|Date Visited: June 21, 2010|
|Check current conditions: Mono Lake Tufa SNR 760-647-6331|
When Jeff and I took the kids on our great Historic Highway 395 road trip from Orange County, California to southern Oregon last June, with a couple nights’ stay in Mammoth, in addition to a stop at the Obsidian Dome, I also insisted we visit another site from my favorite childhood vacation memories — Mono Lake. My Clint Eastwood fanatic husband quickly supported the idea once he discovered that Mono Lake served as the filming location for the town of Lago in the movie High Plains Drifter.

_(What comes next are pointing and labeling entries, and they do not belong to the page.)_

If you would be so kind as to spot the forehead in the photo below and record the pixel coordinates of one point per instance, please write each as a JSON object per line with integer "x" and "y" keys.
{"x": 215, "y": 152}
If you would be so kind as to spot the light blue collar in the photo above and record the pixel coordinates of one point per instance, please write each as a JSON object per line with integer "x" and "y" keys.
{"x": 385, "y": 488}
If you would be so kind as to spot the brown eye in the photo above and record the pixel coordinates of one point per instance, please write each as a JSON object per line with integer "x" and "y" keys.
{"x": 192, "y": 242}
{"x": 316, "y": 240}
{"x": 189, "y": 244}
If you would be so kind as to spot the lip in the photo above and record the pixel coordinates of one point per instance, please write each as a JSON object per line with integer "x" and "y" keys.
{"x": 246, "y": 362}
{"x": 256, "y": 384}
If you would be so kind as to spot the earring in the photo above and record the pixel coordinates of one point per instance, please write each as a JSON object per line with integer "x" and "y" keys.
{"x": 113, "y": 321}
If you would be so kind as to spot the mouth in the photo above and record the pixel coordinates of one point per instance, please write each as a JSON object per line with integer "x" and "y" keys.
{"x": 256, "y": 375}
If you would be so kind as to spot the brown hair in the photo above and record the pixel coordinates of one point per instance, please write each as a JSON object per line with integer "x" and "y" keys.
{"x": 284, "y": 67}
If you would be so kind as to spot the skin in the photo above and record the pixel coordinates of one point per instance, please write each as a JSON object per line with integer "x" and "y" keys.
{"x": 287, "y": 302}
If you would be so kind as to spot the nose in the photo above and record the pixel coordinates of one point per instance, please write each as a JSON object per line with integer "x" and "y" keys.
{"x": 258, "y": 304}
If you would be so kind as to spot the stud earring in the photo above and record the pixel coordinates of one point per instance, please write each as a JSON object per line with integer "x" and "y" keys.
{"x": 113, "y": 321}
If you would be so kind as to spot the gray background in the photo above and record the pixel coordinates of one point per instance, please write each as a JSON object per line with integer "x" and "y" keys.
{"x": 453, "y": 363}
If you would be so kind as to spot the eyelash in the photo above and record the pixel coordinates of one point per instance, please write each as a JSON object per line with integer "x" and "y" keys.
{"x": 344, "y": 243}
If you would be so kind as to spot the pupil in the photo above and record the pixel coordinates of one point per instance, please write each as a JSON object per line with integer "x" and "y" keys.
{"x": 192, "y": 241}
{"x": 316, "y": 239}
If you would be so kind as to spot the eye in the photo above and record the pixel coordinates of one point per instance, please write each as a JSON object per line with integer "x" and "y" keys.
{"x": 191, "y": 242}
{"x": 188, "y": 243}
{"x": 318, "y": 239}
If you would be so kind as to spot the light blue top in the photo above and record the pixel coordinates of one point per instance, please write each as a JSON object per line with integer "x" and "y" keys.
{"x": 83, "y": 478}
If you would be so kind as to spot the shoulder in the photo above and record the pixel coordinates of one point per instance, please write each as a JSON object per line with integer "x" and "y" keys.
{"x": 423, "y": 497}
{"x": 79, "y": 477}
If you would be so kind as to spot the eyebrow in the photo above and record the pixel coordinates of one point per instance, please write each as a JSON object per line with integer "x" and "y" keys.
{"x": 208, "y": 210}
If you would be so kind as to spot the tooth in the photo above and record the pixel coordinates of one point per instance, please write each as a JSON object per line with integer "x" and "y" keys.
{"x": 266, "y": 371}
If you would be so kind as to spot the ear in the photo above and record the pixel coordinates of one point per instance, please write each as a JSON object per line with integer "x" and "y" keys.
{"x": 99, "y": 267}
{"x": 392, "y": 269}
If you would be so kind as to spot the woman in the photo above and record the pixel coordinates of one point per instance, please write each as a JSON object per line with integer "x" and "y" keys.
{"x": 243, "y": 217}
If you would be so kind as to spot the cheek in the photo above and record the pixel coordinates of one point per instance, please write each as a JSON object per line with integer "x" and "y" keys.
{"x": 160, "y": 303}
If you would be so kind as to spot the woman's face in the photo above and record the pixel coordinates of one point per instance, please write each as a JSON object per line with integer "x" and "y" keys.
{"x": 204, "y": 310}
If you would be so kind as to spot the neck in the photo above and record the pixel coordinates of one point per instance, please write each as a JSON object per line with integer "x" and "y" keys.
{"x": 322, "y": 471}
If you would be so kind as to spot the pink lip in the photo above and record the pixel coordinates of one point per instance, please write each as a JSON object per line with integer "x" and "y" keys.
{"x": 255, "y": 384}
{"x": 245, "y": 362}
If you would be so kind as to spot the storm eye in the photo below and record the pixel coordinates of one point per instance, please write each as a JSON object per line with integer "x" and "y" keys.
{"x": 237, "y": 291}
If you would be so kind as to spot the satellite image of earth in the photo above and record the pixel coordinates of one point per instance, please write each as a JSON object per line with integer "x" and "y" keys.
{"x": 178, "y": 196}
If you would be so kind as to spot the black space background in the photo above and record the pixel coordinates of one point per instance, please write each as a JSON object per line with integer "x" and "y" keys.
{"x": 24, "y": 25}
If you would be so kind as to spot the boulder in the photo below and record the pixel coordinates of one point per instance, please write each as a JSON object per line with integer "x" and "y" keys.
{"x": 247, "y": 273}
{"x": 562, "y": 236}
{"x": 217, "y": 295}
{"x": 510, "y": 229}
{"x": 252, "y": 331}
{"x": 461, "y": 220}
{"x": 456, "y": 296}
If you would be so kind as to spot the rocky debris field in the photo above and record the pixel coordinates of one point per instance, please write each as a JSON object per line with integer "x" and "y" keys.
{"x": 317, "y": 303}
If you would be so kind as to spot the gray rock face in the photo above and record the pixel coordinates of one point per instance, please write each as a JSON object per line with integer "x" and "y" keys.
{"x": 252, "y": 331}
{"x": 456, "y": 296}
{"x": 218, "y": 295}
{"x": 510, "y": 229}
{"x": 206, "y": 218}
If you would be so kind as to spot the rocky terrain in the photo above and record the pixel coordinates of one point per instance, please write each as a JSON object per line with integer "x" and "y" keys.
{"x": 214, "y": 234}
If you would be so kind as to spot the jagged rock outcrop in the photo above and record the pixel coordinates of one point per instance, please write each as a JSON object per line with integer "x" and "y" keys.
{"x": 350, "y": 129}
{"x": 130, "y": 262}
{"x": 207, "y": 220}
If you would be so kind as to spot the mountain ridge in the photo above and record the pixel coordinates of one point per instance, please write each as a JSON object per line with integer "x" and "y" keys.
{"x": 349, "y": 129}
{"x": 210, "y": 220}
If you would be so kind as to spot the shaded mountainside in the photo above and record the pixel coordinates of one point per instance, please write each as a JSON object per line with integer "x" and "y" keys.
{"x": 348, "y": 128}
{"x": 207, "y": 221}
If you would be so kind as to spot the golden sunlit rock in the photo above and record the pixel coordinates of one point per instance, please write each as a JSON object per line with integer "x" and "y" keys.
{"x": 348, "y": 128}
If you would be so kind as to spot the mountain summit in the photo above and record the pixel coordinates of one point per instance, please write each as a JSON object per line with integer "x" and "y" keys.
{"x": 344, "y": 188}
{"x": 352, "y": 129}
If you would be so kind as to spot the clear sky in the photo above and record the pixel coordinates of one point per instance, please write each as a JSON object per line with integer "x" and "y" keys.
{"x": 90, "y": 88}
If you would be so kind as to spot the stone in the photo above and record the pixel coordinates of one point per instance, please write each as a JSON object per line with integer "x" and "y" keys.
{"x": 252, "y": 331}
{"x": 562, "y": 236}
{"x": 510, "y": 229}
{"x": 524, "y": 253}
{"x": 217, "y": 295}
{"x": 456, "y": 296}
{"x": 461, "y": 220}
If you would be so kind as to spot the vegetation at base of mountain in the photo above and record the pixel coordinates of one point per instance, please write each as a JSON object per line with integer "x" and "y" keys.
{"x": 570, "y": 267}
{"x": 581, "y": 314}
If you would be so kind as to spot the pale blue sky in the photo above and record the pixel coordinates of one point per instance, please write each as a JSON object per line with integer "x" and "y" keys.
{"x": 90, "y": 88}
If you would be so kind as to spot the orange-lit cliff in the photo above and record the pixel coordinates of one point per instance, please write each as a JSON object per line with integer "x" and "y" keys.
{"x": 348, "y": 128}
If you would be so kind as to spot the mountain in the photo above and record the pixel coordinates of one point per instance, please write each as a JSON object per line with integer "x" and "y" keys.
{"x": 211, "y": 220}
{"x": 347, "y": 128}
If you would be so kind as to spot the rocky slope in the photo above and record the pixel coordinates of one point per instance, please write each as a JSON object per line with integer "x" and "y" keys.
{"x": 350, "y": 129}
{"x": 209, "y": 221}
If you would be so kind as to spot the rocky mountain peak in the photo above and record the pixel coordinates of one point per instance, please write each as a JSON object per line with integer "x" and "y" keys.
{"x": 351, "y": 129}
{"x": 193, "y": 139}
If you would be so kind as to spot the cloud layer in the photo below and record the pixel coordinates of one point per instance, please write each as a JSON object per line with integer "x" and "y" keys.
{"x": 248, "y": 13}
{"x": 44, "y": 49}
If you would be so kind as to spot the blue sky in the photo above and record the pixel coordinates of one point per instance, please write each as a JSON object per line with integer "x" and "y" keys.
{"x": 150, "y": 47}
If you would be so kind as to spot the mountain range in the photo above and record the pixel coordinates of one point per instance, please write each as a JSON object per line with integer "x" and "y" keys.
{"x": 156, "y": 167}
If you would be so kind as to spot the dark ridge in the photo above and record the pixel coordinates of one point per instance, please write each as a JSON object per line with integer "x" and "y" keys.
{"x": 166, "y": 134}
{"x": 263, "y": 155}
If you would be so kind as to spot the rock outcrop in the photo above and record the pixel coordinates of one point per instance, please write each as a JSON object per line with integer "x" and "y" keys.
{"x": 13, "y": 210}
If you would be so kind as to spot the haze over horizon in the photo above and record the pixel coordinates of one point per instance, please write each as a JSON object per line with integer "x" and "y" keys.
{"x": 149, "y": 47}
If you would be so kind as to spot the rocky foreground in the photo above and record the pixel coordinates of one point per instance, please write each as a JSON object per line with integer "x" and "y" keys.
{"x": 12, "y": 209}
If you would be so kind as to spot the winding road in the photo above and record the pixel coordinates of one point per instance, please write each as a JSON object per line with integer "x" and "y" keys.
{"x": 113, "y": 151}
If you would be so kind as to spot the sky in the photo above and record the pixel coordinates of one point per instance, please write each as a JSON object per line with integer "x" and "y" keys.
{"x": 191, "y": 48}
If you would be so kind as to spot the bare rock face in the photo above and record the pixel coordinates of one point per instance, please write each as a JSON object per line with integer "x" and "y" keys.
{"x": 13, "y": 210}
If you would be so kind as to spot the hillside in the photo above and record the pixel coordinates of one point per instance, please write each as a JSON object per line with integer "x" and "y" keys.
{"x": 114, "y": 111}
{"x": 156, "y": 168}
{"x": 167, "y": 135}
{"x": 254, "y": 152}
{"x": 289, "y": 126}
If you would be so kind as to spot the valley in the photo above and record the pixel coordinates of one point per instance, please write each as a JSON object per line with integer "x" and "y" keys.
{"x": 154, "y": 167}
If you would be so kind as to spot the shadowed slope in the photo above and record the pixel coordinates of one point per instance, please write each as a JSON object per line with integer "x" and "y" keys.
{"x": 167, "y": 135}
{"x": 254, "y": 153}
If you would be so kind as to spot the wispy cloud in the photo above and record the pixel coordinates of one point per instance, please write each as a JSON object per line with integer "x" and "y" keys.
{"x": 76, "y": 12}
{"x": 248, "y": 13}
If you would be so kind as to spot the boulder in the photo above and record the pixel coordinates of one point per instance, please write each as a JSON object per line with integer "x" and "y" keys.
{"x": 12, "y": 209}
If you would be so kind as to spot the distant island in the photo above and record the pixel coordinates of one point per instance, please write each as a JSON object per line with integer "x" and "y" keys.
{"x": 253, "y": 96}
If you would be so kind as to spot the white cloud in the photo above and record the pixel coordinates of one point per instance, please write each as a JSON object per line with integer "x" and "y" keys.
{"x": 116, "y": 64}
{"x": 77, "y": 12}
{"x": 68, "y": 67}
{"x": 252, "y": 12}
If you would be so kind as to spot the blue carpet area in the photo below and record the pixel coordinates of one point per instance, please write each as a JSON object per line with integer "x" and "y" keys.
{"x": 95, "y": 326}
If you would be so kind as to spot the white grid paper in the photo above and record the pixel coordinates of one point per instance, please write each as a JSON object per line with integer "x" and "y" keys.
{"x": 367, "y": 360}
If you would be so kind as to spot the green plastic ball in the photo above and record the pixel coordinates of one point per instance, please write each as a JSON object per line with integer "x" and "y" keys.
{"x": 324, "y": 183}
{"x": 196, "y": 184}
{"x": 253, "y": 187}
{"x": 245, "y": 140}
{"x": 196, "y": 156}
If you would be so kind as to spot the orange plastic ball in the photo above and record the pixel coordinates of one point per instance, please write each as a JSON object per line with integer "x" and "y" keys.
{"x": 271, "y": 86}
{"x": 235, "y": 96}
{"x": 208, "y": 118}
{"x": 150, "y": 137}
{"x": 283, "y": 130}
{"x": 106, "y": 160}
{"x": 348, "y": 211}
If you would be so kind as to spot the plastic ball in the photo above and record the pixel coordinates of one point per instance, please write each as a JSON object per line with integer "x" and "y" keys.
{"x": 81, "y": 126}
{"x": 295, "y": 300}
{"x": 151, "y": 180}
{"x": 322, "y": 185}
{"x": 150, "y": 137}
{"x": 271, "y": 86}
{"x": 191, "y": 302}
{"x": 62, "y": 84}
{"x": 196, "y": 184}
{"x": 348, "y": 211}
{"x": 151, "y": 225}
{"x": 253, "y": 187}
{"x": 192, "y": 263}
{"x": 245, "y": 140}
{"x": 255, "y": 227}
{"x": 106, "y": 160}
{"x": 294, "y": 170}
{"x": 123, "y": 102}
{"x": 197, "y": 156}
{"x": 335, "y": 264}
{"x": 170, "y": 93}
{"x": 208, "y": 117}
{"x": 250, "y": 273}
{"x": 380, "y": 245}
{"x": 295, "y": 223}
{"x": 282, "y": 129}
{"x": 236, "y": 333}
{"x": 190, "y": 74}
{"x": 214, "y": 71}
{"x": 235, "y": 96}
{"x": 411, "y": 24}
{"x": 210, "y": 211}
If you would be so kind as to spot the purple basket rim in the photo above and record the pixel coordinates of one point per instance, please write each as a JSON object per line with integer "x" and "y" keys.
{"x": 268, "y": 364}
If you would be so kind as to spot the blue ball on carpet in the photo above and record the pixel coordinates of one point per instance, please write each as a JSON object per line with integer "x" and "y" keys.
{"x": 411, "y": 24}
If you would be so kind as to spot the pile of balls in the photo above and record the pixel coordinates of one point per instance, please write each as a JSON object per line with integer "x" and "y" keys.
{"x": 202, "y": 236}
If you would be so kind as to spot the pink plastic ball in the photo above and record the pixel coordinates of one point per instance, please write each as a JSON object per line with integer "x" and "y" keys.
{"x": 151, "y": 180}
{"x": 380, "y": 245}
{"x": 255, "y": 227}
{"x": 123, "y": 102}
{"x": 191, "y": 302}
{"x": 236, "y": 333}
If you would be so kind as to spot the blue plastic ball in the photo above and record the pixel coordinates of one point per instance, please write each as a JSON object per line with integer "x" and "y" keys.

Mono Lake is located off Highway 395, 13 miles east of Yosemite National Park and 30 miles north of Mammoth, near the town of Lee Vining. I can’t even remember how many times I visited it as a kid. It might have been just once. It might have been several times. But, what has always stood out in my memory is the Tufa Towers and dry (very low) barren lake.
The odd looking Tufa Towers are the primary reason most people visit Mono Lake. They are limestone formations that are formed and grow under water, some up to 30 feet tall. You can easily see the largest Tufa concentration in the South Tufa Area, which is part of the Mono Lake Tufa State Natural Reserve. Guided tours, as well as self-guided walks, are available in the Natural Reserve (admission is $3 per adult).
When we arrived here last summer, I was shocked to see so much water in the lake, because water levels were much much lower when I was a kid. I had expected to find the lake almost bone dry, only to discover that it now even supports boating. Obviously, I had not followed news of the region over the last few decades.
The reason that so many Tufa Towers were and are visible along the lake is because in 1941, the Los Angeles Department of Water and Power extended the Los Angeles Aqueduct into the Mono basin and began diverting all of the water from Mono Lake’s tributaries. This caused lake levels to drop to dangerously low levels — which was the case when I visited as a child; with 1982 showing the lowest recorded levels on record — and put the area’s ecosystem into peril.
Conservation efforts lead to a court ruling that started reversing this process in 1994, requiring that lake levels steadily climb until levels are restored to just below the 1941 mark. When that target mark is met, a large portion of the South Tufa Area will once again become submerged under water.